Amazon Reserved Instances: Always Read The Label
By Craig Balding
Put simply, these are virtual machine instances that you can pay to have reserved for you to use anytime you want. The benefit should be assured availability and lower cost for machines with heavy uptime requirements. You still only pay for what you use, in addition to a one-time non-refundable payment to make the reservation.
When I first read about this I got quite excited. I was already thinking of the potential use cases from a security perspective, particularly around business continuance/disaster recovery.
In fact, this is something fellow AWS customers have been asking for:
Also, quite a few customers actually told us something even more interesting: they were interested in using EC2 but needed to make sure that we would have a substantial number of instances available to them at any time in order for them to use EC2 in a DR (Disaster Recovery) scenario. In a scenario like this, you can’t simply hope that your facility has sufficient capacity to accommodate your spot needs; you need to secure a firm resource commitment ahead of time.
This is where it gets interesting. What does ‘firm resource commitment ahead of time’ mean?
Always Read The Label
I surfed over to the AWS Customer Agreement to read the small print:
8.3. Reserved Instance Pricing. You may designate EC2 instances as subject to the reserved pricing and payment terms (“Reserved Instance Pricing”) set forth on the EC2 detail page on the AWS Website (each designated instance, a “Reserved Instance”). You may designate instances as Reserved Instances solely by calling to the Purchasing API (the “API Call”). In the API Call you must designate an availability zone, instance type and quantity for the applicable Reserved Instances. The Reserved Instances may only be used in the designated availability zone. We may change Reserved Instance Pricing at any time but price changes will not apply to previously designated Reserved Instances. We may terminate the Reserved Instance Pricing program at any time. Notwithstanding anything to the contrary herein, Reserved Instances are nontransferable and all amounts paid in connection with the Reserved Instances are nonrefundable, except that if we terminate this Agreement pursuant to Section 3.3 or terminate the Reserved Instance Pricing program we will refund you a pro rata portion of any up-front fee paid in connection with any previously designated Reserved Instances. In addition to being subject to Reserved Instance Pricing, Reserved Instances are subject to all data transfer and other fees applicable under this Agreement.
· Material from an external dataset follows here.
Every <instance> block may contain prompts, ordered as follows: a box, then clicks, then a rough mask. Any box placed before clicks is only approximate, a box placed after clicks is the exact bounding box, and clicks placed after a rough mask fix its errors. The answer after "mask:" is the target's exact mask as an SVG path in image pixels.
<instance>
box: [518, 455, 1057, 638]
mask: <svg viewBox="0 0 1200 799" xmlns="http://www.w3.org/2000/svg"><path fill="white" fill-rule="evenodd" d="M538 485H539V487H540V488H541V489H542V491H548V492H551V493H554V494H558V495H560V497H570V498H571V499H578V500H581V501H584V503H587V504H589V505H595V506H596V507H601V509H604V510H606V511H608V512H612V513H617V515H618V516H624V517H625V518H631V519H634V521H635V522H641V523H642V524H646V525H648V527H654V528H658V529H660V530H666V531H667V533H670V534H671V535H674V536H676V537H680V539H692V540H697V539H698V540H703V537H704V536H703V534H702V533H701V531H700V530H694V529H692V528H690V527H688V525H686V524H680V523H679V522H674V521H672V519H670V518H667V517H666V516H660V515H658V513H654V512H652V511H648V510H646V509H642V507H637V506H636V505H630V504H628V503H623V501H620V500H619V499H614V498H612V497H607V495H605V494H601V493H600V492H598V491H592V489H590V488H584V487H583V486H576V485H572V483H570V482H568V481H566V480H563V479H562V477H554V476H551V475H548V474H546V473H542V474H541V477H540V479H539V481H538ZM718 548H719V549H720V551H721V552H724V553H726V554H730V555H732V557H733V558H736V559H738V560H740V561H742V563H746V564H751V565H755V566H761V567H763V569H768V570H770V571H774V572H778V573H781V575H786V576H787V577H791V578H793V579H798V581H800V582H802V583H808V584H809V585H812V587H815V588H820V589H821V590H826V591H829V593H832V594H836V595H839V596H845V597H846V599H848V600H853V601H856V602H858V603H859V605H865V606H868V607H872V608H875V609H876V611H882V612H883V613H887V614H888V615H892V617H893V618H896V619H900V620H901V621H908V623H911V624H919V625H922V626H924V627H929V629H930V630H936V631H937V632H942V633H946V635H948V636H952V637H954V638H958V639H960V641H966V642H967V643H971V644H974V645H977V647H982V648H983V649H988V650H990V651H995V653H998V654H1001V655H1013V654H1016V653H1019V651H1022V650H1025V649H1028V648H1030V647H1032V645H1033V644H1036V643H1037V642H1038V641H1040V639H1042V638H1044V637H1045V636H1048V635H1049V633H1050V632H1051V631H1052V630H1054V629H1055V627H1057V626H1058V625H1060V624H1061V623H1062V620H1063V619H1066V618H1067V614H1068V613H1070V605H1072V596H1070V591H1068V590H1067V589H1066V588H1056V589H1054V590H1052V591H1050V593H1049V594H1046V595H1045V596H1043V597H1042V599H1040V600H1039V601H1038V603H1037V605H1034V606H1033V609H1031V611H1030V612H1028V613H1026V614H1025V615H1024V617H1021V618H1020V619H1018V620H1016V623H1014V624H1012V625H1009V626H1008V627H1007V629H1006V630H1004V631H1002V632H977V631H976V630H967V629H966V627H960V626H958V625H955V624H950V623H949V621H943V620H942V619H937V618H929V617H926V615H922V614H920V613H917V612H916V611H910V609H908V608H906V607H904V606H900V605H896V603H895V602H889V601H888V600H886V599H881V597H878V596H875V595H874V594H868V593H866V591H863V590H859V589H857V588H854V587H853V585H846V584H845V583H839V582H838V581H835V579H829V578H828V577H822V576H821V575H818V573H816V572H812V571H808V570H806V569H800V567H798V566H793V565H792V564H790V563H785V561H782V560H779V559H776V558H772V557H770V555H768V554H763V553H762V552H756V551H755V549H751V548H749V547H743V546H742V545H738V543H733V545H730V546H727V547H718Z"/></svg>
Hmm, suddenly I lost that warm, fuzzy feeling.
Obviously, a provider has to protect themselves and have a way to drop features/services should there be insufficient demand. From the above, it seems there are two ‘outs’ for Amazon. The first is contained in Section 3.3 and the other is if they simply terminate the program. Let’s look at Section 3.3:
3.3.2. Paid Services (other than Amazon FPS and Amazon DevPay). We may suspend your right and license to use any or all Paid Services (and any associated Amazon Properties) other than Amazon FPS and Amazon DevPay, or terminate this Agreement in its entirety (and, accordingly, cease providing all Services to you), for any reason or for no reason, at our discretion at any time by providing you sixty (60) days’ advance notice in accordance with the notice provisions set forth in Section 15 below.
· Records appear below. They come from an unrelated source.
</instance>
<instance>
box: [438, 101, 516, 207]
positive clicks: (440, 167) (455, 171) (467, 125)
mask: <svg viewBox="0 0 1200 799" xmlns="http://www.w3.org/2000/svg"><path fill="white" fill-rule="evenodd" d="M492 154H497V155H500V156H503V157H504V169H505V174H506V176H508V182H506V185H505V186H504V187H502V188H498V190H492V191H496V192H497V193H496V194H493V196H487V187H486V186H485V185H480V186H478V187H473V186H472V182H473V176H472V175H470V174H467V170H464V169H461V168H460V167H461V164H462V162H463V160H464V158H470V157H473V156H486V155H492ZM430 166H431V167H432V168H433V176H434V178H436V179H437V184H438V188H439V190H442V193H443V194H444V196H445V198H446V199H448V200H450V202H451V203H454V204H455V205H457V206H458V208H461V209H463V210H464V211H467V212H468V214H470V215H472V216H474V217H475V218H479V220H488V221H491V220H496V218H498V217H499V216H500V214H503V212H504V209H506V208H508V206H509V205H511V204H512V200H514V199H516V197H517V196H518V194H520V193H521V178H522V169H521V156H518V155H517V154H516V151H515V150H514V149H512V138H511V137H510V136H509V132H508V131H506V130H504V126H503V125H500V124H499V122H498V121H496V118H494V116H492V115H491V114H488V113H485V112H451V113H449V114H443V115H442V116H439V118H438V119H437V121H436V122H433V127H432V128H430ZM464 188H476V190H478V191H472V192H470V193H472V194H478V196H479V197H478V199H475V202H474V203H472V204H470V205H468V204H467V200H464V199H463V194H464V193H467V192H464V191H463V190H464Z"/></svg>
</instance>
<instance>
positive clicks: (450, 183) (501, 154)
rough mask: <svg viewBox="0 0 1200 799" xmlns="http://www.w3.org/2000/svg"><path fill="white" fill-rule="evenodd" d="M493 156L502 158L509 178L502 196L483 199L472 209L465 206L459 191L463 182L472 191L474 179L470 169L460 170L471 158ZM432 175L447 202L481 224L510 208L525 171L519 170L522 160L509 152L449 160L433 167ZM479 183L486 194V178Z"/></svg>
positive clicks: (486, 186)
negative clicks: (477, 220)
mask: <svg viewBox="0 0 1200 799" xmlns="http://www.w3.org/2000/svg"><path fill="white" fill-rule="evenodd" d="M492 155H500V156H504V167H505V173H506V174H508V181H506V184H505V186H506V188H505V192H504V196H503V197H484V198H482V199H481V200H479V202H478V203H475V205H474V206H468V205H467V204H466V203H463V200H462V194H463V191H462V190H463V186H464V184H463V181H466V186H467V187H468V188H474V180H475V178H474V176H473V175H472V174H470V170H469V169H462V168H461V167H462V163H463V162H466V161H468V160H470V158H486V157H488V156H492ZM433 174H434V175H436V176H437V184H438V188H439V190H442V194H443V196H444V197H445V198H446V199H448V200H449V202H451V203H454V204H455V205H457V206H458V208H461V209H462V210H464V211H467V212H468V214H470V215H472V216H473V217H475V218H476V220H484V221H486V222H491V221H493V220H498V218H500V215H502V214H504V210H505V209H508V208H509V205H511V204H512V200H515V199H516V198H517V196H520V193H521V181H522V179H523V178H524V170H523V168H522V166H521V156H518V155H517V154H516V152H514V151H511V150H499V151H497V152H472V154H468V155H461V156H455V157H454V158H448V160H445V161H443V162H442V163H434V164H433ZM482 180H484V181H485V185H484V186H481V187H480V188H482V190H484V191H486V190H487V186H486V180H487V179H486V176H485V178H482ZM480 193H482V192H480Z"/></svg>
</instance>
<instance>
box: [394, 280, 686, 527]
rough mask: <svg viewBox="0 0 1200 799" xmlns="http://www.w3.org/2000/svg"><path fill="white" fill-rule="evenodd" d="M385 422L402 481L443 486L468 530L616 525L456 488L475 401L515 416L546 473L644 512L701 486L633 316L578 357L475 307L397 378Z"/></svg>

If you want to use AWS for Disaster Recovery, you better have a plan B as Amazon will only give you 60 days’ notice if they decide to drop Reserved Instances. And there was I, thinking DR was a plan B… For some businesses, this may be enough of a commitment, but the more enterprise ’skin’ we put in the Cloud, the more we need firmer commitments from providers. I hope Amazon revises this decision and extends their commitment closer to that of traditional DR providers.
Potential Cost Savings
To give an idea of the cost savings, Geva Perry put together a useful online calculator where you can plug in the compute hours you need and understand the financial savings you’ll see. You can opt for the 1-year or 3-year reservation periods:
Geva goes on to highlight some common scenarios:
The default number I put in the hours column, 8760, is 24×365. So if, for example, you run a Large AMI for the entire year non-stop, you will save $1,153 by using reserved instances.
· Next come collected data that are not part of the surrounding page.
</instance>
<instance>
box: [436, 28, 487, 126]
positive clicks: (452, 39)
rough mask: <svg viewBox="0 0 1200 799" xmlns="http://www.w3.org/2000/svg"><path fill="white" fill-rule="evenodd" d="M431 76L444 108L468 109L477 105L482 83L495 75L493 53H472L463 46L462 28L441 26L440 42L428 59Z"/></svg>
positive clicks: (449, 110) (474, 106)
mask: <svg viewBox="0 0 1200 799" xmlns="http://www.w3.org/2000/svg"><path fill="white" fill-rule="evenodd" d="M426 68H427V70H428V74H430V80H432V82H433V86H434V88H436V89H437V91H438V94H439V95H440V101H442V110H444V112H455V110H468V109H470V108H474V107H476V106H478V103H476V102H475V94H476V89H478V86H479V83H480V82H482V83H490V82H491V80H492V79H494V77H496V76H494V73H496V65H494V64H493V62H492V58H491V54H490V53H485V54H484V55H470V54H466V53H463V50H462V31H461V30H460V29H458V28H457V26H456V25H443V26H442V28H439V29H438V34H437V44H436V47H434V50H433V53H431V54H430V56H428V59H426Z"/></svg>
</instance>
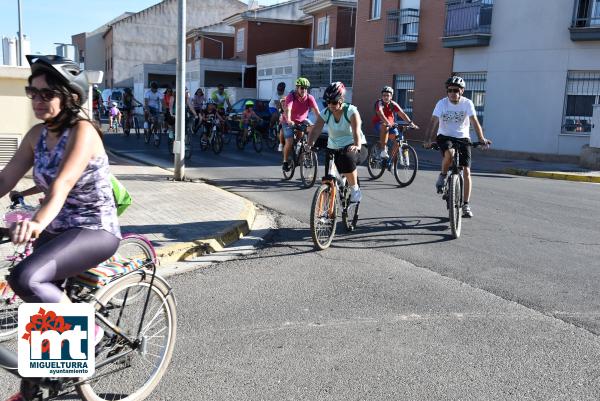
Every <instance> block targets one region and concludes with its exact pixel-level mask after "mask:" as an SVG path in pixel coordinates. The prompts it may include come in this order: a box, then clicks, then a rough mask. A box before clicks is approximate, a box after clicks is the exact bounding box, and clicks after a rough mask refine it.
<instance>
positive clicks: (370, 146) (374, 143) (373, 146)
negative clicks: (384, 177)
mask: <svg viewBox="0 0 600 401" xmlns="http://www.w3.org/2000/svg"><path fill="white" fill-rule="evenodd" d="M378 153H379V148H378V147H377V144H376V143H374V144H372V145H371V146H369V156H368V157H367V170H368V171H369V175H370V176H371V178H372V179H374V180H376V179H378V178H379V177H381V176H382V175H383V172H384V171H385V163H384V161H383V160H382V159H381V157H379V154H378Z"/></svg>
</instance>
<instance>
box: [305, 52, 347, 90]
mask: <svg viewBox="0 0 600 401" xmlns="http://www.w3.org/2000/svg"><path fill="white" fill-rule="evenodd" d="M353 70H354V49H353V48H345V49H329V50H303V51H302V53H301V54H300V75H302V76H303V77H306V78H308V80H309V81H310V84H311V86H312V87H314V88H318V87H326V86H327V85H329V83H331V82H334V81H341V82H343V83H344V84H345V85H346V86H348V87H351V86H352V72H353Z"/></svg>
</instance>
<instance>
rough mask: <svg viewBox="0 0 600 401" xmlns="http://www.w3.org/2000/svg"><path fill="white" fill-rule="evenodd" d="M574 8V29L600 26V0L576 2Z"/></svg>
mask: <svg viewBox="0 0 600 401" xmlns="http://www.w3.org/2000/svg"><path fill="white" fill-rule="evenodd" d="M575 6H576V9H575V21H574V25H575V26H576V27H579V28H583V27H589V26H598V25H600V0H576V3H575Z"/></svg>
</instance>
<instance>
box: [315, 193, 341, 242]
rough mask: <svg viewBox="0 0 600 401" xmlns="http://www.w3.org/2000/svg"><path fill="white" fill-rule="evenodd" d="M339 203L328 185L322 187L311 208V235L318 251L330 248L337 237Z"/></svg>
mask: <svg viewBox="0 0 600 401" xmlns="http://www.w3.org/2000/svg"><path fill="white" fill-rule="evenodd" d="M336 224H337V202H336V200H335V195H334V194H333V193H332V191H331V187H330V186H329V185H328V184H323V185H321V186H320V187H319V188H318V189H317V192H315V196H314V197H313V201H312V205H311V208H310V234H311V236H312V239H313V243H314V244H315V247H316V248H317V249H320V250H323V249H327V248H329V245H331V241H333V237H334V236H335V226H336Z"/></svg>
If you are curious to know the break-even point, it is 4,643 hours annually for the 1-Year fee and 2,381 hours annually for the 3-Year fee. In other words, if you expect to run an instance for more than 4,643 hours during the coming 12 months (works out to an average of 12 hours a day), you’re better off with Reserved, otherwise, stick to On-Demand.
This brings AWS pricing down to that of many traditional hosting providers, for those willing to commit upfront.
You might be thinking “what’s the benefit?” over just paying a traditional non-Cloud provider. In the next post, I’ll cover some security use cases where lower costs and elasticity come into play.
Oh, and if anyone from the AWS team thinks I’ve misinterpreted their Customer Agreement feel free to clarify in the comments and I’ll update the post.